Serge Wroclawski, a long-time contributor to OpenStreetMap, has posted a criticism of the management choices he believes are preventing the OpenStreetMap Foundation from fulfilling its mission (much like the Wikimedia Foundation):
I feel the OpenStreetMap project is currently unable to fulfill that mission due to poor technical decisions, poor political decisions, and a general malaise in the project. I'm going to outline in this article what I think OpenStreetMap has gotten wrong. It's entirely possible that OSM will reform and address the impediments to its success- and I hope it does. We need a Free as in Freedom geographic dataset.

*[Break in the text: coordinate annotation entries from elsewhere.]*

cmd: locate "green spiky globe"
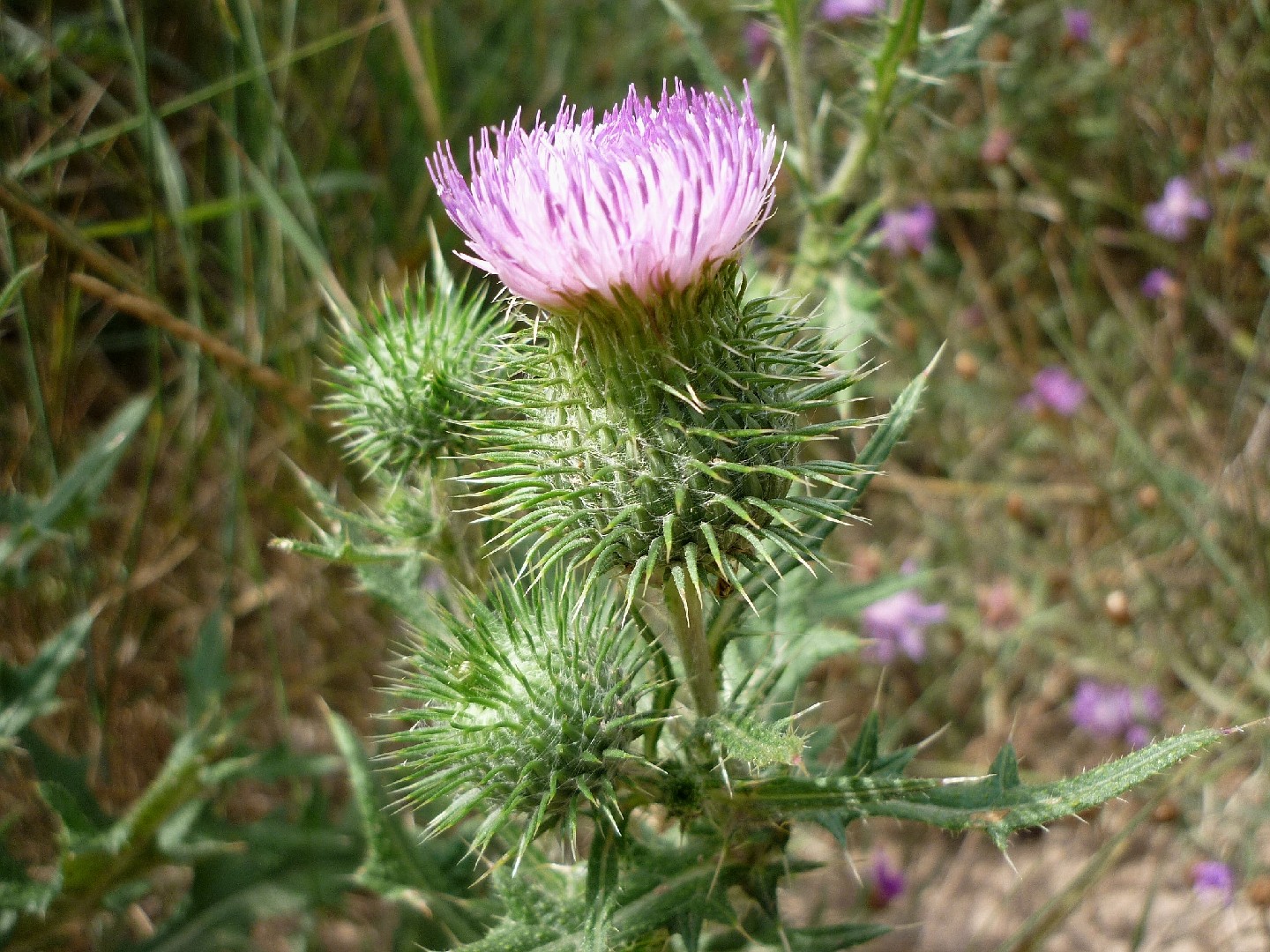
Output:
[474,266,858,591]
[326,266,502,473]
[392,582,658,856]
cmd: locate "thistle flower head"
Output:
[471,271,858,599]
[390,582,656,856]
[326,265,502,476]
[1142,175,1213,242]
[428,81,776,321]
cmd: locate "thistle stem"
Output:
[661,577,719,718]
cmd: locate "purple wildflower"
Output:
[820,0,886,23]
[743,20,773,66]
[1192,859,1235,906]
[1213,142,1252,176]
[427,81,776,309]
[1063,6,1094,43]
[1019,367,1085,416]
[860,589,949,664]
[1071,681,1132,739]
[878,202,935,255]
[1069,681,1164,747]
[1138,268,1178,300]
[869,849,908,909]
[1142,175,1210,242]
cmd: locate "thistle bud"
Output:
[326,266,502,476]
[390,582,656,856]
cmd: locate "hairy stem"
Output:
[661,577,719,718]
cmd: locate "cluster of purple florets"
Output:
[1071,679,1164,747]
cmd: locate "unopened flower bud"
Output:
[392,582,656,853]
[1244,874,1270,909]
[1103,589,1132,624]
[952,350,979,383]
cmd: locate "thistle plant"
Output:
[304,12,1218,949]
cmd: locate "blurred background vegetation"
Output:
[0,0,1270,949]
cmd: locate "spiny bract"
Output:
[473,265,858,612]
[390,579,658,857]
[326,265,502,475]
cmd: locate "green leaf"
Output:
[326,710,480,938]
[0,612,96,747]
[704,713,804,770]
[586,822,624,909]
[0,396,151,575]
[180,606,228,724]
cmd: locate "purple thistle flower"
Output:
[820,0,886,23]
[860,589,949,664]
[869,849,908,909]
[1063,6,1094,43]
[427,81,776,309]
[1019,367,1085,416]
[1142,175,1212,242]
[1192,859,1235,906]
[878,202,935,255]
[1069,679,1164,747]
[1213,142,1252,176]
[1138,268,1178,300]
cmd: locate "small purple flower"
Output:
[878,202,935,255]
[743,20,773,66]
[1213,142,1252,176]
[427,81,776,312]
[1063,6,1094,43]
[1142,175,1212,242]
[1192,859,1235,906]
[860,589,949,664]
[1071,681,1132,739]
[869,849,908,909]
[1019,366,1085,416]
[820,0,886,23]
[1138,268,1178,300]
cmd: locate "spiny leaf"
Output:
[704,713,804,770]
[736,730,1228,848]
[0,612,96,747]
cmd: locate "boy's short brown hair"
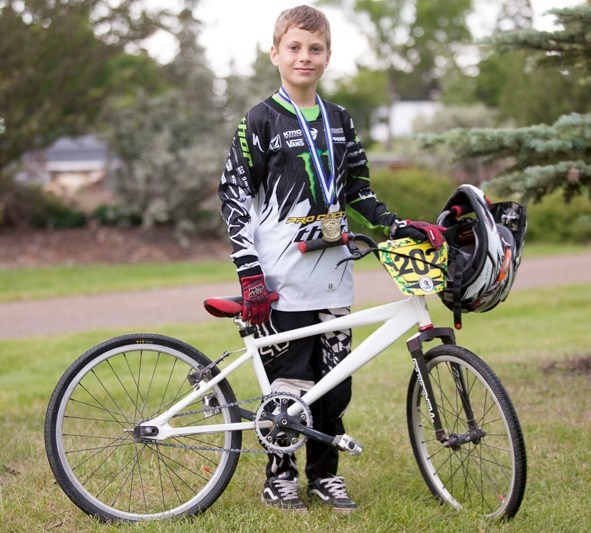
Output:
[273,6,330,50]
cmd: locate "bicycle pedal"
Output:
[333,434,363,455]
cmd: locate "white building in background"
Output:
[371,101,442,141]
[17,135,117,205]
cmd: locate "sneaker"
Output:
[261,472,307,512]
[308,476,358,513]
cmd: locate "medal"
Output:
[279,86,336,207]
[321,218,341,242]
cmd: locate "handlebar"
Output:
[298,232,378,264]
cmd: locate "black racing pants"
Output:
[260,308,352,482]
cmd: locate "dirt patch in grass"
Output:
[542,355,591,374]
[0,226,230,268]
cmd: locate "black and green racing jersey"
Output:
[218,95,397,311]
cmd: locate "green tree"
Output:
[107,10,230,243]
[327,67,389,147]
[0,0,175,175]
[423,6,591,201]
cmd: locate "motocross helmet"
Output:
[437,185,527,328]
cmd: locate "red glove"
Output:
[390,220,447,250]
[240,274,271,324]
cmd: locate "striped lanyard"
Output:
[279,87,335,207]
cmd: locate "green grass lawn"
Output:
[0,285,591,533]
[0,244,588,302]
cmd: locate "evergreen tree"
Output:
[422,6,591,201]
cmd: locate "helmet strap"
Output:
[451,249,464,329]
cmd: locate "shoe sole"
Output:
[261,496,308,513]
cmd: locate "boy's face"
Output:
[271,27,330,97]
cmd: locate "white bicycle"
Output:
[45,234,527,521]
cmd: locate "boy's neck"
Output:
[283,85,316,107]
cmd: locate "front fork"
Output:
[406,328,484,449]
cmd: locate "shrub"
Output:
[527,191,591,244]
[0,175,86,228]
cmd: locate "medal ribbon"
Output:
[279,87,335,207]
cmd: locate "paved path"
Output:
[0,251,591,339]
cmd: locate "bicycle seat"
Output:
[203,296,242,318]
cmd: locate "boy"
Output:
[219,6,442,512]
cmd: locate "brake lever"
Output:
[335,243,373,269]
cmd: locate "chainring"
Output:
[254,391,312,455]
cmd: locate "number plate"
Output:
[378,239,447,295]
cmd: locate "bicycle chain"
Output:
[143,390,310,455]
[143,396,269,454]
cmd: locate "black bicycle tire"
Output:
[45,333,242,522]
[407,344,527,519]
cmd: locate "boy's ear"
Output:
[269,46,278,66]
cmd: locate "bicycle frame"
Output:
[140,295,453,440]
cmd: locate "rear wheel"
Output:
[45,334,242,521]
[407,345,527,518]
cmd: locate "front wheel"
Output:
[45,334,242,521]
[407,345,527,518]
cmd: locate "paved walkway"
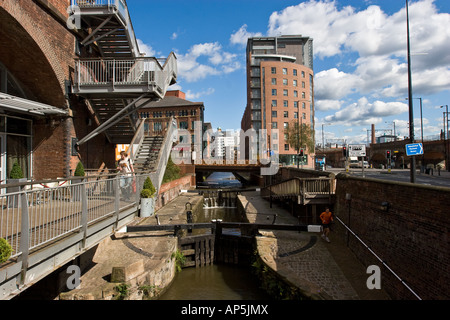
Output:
[60,192,388,300]
[240,192,389,300]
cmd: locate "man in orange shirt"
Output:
[319,208,333,242]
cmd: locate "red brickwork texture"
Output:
[0,0,115,179]
[335,175,450,300]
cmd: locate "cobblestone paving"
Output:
[240,193,388,300]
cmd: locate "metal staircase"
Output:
[134,136,164,171]
[69,0,177,145]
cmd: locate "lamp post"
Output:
[441,105,450,171]
[406,0,416,183]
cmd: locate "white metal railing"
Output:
[74,58,155,86]
[71,0,140,57]
[74,53,177,94]
[0,174,148,258]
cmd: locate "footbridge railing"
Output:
[0,174,152,300]
[261,177,335,204]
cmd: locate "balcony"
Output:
[72,53,177,99]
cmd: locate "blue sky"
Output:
[127,0,450,143]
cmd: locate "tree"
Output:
[284,120,315,154]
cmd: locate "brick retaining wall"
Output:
[334,174,450,300]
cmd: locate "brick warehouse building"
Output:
[0,0,176,183]
[241,35,314,167]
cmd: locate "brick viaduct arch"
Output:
[0,1,68,108]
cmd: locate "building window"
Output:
[180,121,189,129]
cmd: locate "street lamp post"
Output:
[441,105,450,171]
[406,0,416,183]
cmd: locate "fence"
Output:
[0,174,152,258]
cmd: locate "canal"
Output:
[159,173,270,300]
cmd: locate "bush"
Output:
[73,161,84,177]
[141,177,156,198]
[9,161,24,179]
[163,157,181,183]
[0,238,12,264]
[141,189,153,198]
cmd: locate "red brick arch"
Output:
[0,0,73,107]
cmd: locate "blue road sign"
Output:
[405,143,423,156]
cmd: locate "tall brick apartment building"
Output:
[241,36,314,167]
[0,0,173,183]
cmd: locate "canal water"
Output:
[159,173,270,300]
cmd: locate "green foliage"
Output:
[0,238,12,264]
[171,250,186,272]
[74,161,84,177]
[141,189,153,198]
[141,177,156,198]
[138,285,161,299]
[114,283,130,300]
[163,157,181,183]
[9,161,24,179]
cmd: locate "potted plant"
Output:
[6,161,27,208]
[140,177,156,217]
[0,238,12,264]
[72,161,85,201]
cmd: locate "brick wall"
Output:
[0,0,115,179]
[334,174,450,300]
[155,175,193,210]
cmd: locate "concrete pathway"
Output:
[239,192,389,300]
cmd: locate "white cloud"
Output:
[230,24,262,46]
[314,68,360,100]
[325,97,408,126]
[268,0,450,104]
[137,39,156,57]
[186,88,215,100]
[177,42,241,82]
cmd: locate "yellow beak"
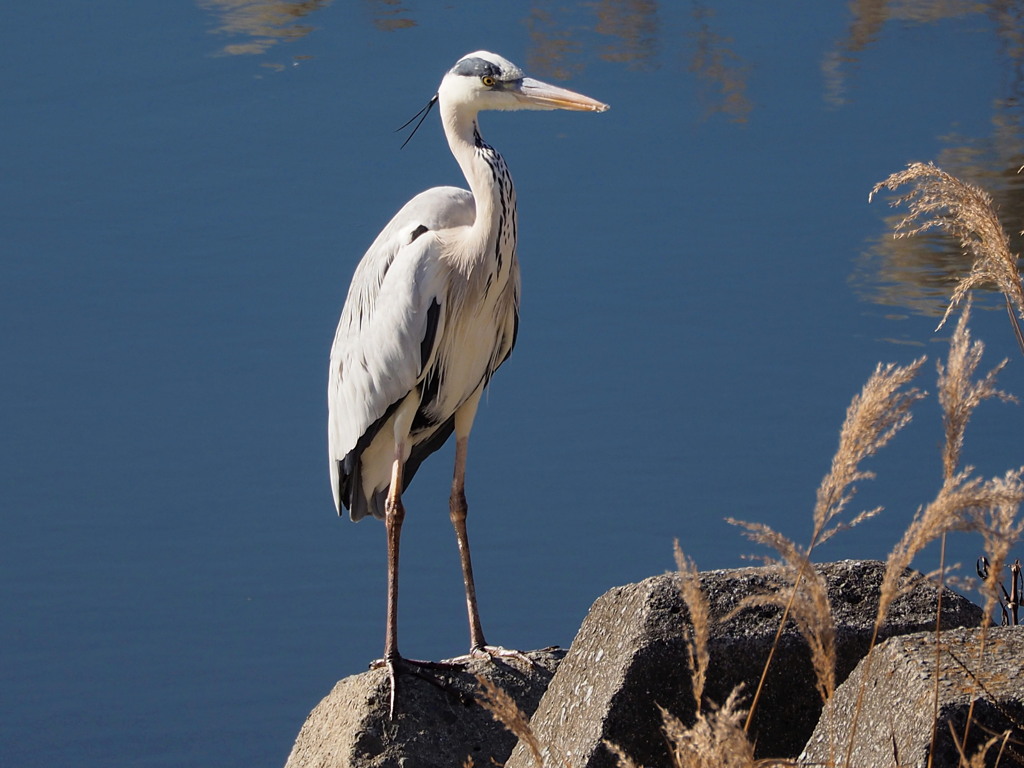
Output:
[516,78,608,112]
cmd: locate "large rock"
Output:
[507,561,982,768]
[286,648,565,768]
[800,627,1024,768]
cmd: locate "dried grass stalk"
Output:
[730,520,836,703]
[810,357,927,549]
[938,298,1017,478]
[658,687,755,768]
[728,357,925,728]
[476,675,545,768]
[674,539,712,714]
[868,163,1024,350]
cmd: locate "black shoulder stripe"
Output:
[420,299,441,375]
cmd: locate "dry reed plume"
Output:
[729,357,925,729]
[868,163,1024,351]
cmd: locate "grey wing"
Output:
[328,187,475,519]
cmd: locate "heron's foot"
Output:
[370,654,465,720]
[452,645,542,670]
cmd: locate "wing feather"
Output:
[328,186,475,519]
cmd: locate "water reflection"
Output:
[851,100,1024,316]
[835,0,1024,316]
[198,0,331,55]
[689,4,754,123]
[197,0,1024,315]
[822,0,1024,105]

(Score: 2) by Grishnakh on Wednesday February 21 2018, @06:42PM (1 child)
Have you tried Bing Maps? It's actually attractive.
Yeah, their OS looks like total shit with that "Metro" interface and all, and really looks rather garish IMO, but Bing Maps isn't like that.
Now this doesn't mean that Bing Maps is actually more useful or functional or has better data, I'm just commenting on the aesthetics. I just looked at my local area on it (I don't normally use it), and while it's prettier than Google Maps, it's missing a bunch of details, such as a nearby rail-trail, a nature preserve, various businesses, etc.
(Score: 3, Interesting) by damnbunni on Wednesday February 21 2018, @11:12PM
The worst part about Bing Maps is that it killed Microsoft Streets and Trips.
S&T was a much more complex program with a lot of features most people would never need, but if you needed them, now you're just hosed.
Since Garmin bought Delorme and killed Street Atlas, the only real alternative now is something like Maptitude which certainly does the job, but it's $700.